Little hands at work

“I see a lot of people who love their jobs. I see some garbage collectors smiling.” Willie Stargell.

Contrails crisscross the sky, and the air is filled with the roar of jet engines as planes touch down on the tarmac or ascend into the sky. These are the sounds and sights that greet you on a
regular day in Rawalpindi’s Chaklala cantonment. But even as I gaze at the sky, a pair of little voices bring me down to earth.

“Bibi Koora dey do.”

The voices belong to eight-year-old Shireen and ten-year-old Palwasha, two Pathan girls who go from door to door to collect garbage for a living. If lucky, they occasionally pocket alms as well; their innocent faces and earnest looks arousing pity from people in this well-to-do neighbourhood.

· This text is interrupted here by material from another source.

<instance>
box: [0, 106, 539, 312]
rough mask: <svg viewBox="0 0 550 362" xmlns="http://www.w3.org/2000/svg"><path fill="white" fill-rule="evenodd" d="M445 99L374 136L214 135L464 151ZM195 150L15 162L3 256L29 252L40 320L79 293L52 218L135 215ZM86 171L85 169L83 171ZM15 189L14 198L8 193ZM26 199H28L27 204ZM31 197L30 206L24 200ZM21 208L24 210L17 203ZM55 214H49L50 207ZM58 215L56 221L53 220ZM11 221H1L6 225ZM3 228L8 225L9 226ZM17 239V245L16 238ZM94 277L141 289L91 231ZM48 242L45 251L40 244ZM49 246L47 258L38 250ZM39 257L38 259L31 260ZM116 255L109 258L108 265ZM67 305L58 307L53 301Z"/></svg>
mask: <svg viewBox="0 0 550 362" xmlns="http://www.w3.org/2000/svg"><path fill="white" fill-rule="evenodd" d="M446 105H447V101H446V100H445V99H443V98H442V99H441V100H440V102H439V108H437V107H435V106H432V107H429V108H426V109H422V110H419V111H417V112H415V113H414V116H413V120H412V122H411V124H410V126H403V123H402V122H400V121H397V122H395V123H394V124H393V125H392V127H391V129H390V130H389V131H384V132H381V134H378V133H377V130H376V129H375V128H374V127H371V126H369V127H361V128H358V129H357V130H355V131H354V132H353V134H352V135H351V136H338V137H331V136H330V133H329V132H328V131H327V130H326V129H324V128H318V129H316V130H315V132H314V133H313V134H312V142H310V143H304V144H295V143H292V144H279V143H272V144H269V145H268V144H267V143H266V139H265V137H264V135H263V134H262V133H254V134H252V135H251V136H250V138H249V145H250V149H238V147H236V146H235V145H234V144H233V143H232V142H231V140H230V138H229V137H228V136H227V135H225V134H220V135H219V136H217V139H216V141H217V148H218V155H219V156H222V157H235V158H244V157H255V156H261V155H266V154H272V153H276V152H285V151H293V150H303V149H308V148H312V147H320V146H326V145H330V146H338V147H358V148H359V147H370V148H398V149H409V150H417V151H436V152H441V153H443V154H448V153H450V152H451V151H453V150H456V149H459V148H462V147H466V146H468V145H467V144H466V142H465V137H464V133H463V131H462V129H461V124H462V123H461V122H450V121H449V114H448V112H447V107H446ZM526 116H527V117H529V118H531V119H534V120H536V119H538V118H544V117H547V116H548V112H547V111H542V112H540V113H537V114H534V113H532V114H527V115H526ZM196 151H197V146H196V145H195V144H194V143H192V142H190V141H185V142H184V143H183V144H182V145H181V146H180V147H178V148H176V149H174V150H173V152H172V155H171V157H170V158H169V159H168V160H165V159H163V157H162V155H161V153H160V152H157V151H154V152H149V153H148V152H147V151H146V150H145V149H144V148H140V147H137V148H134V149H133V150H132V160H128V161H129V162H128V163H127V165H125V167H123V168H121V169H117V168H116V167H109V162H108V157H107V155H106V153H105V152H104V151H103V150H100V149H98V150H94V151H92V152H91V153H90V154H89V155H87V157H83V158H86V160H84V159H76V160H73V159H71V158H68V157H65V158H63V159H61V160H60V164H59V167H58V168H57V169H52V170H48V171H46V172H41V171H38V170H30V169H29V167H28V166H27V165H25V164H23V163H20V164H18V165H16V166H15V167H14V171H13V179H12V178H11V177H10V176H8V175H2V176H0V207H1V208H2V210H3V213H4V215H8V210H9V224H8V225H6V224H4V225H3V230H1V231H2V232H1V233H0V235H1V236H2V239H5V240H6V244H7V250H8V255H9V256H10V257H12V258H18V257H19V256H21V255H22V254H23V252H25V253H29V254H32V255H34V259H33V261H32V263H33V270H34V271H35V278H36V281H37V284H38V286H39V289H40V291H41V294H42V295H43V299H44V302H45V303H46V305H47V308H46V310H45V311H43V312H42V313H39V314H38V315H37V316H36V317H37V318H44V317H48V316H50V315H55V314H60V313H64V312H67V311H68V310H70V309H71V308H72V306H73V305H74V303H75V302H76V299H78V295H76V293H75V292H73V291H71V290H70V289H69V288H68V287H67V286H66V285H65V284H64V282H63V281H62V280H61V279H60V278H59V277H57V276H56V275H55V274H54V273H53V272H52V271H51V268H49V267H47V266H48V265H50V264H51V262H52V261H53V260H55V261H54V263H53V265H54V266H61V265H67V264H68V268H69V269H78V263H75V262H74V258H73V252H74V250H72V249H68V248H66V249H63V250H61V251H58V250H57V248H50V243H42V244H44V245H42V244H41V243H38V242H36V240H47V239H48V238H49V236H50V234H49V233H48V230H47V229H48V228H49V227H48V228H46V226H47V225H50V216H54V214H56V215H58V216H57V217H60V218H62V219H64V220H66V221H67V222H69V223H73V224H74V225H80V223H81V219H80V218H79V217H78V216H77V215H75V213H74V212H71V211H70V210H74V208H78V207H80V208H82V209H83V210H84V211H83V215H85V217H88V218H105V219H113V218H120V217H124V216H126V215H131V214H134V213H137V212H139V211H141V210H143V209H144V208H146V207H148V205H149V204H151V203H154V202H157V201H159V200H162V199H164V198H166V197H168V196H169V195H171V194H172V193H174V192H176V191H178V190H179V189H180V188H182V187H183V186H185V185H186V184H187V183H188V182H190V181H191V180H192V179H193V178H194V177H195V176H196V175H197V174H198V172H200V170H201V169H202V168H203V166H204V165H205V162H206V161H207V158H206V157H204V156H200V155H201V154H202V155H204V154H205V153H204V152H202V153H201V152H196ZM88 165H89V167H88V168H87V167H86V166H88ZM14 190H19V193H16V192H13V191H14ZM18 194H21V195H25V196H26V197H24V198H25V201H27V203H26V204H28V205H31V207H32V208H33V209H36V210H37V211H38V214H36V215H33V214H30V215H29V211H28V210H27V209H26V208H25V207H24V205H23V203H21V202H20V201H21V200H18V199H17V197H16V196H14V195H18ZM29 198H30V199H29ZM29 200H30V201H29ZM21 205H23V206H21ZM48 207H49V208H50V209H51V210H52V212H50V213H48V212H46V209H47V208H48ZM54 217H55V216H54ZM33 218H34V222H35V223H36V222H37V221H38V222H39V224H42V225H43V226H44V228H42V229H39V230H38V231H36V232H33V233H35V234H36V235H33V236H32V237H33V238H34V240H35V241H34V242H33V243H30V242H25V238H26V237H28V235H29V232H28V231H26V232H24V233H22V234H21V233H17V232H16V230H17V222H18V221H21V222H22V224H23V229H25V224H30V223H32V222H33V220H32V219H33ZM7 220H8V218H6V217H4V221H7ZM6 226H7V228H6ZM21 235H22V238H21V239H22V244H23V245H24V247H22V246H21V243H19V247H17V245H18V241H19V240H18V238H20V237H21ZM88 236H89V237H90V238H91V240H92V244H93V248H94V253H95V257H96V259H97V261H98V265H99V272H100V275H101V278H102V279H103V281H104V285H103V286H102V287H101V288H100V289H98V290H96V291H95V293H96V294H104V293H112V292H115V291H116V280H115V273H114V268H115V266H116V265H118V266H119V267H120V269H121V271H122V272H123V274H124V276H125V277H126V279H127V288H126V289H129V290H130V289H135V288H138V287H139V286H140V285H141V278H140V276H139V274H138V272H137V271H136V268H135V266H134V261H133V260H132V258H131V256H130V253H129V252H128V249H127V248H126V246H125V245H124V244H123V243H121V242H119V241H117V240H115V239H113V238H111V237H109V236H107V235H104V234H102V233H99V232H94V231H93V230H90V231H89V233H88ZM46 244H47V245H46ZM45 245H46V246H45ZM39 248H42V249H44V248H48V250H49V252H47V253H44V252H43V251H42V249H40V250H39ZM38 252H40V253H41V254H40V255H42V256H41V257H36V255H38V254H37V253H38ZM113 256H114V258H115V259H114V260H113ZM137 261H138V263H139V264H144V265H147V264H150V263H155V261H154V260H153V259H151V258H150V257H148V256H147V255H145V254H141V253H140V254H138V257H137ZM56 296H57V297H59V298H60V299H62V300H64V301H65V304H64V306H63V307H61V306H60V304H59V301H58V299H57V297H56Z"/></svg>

“Why don’t you go to school?” I ask them. Blushing, Palwasha replies in Pashto: “Our father cannot afford to send us to school.”

Regret playing across her young features, Shireen adds, “I would love to read but I can’t because I’m poor.”

Heart wrenching as her simple explanation is, I try to conceal my sadness at her words and listen on while she tells me of her desire to attend school just like all the other children in the neighbourhood — carrying a satchel over her back and marching off to learn new things every morning.

“Anyway,” she says, “I am still happy collecting garbage with my family.”

Their father, 35-year-old Gul, however, has a different story to tell. According to him, nobody at NADRA was willing to give his children a ‘B’ form which is an essential document for admission into all government schools.


His failure to fulfill their long list of requirements has left a void in the future of his children. His monthly income of Rs10,000-15,000, may be enough to pay for the education of his six children, but the prevailing bureaucratic system — thriving on attestation — prevents him from securing the chance for a better life for his children.

Originally from Swat, Gul and his family now reside in a rented house in Rawalpindi. Along with his parents, he had to abandon the beautifully serene Swat Valley at the tender age of 10 because of a daunting reality — lack of ownership of land in the village made survival next to impossible. Since working for others on their fields was frowned upon, the family had to eventually leave behind their village and their lives to start afresh in a new, more accepting, place.

Reminiscing over his early days, Gull says: “When I was growing up, it was hard for my parents… my earliest memories are of hard times with my father, working for so many hours in the fields for one of the local chiefs… I remember one year it snowed twenty-four inches and my father had to trudge through it under freezing conditions, with temperatures falling below -15 degrees, just to bring back a little food for our family.”

He adds that he never went to school as a child because his father was not able to afford it; he always saw children dress up in tidy uniforms, their hair pinned back and smiles pasted on their faces, racing each other to school every morning while he strode off to work on the fields in his usual mud-stained attire. It was hard for his father to support his family of six; huddled in a tiny room, made from mud walls, they would rely on each other’s warmth to ward off the winter’s chill.

Upon their arrival in Rawalpindi, a move from a tiny mud hut to a small house with bare essentials, they started to get attuned to life in the city. His father started working and his daily wages helped sustain the family. Recalling those days, Gul says: “We never begged on the streets as we believed that no one could snatch the rights that had been granted to us by Allah.”

Even after his father’s death, Gul, along with his brother and a friend, went about collecting garbage from the streets of Rawalpindi, never forgetting to uphold their dignity at all times. “Thus life continued,” he says.

Today, Gul sweeps the streets of the city with as much vigour as when he collected garbage as a young boy. His children, following in his footsteps, return home every night with the joy of knowing that they do not have to beg for a living and that the little money they manage to collect helps keep their stove lit.  Their little hands may have become callused but they continue to sweep clean the streets of Rawalpindi.

But Gul remains haunted by the memory of his home in Swat, and the hope of one day returning to that remembered paradise burns within him. “Life in the cities is very expensive,” he says ruefully. “There is a sense of peace and tranquility in Swat, and nothing around here compares to it. Acquiring a piece of land there would make my life complete… My family and I can be happier there.”

People like Gul may be engulfed in poverty, and faced with problems the rest of us cannot even imagine, but it is their steely will and a belief in better days which keeps them going.

Published in The Express Tribune, Sunday Magazine, August 7th, 2011.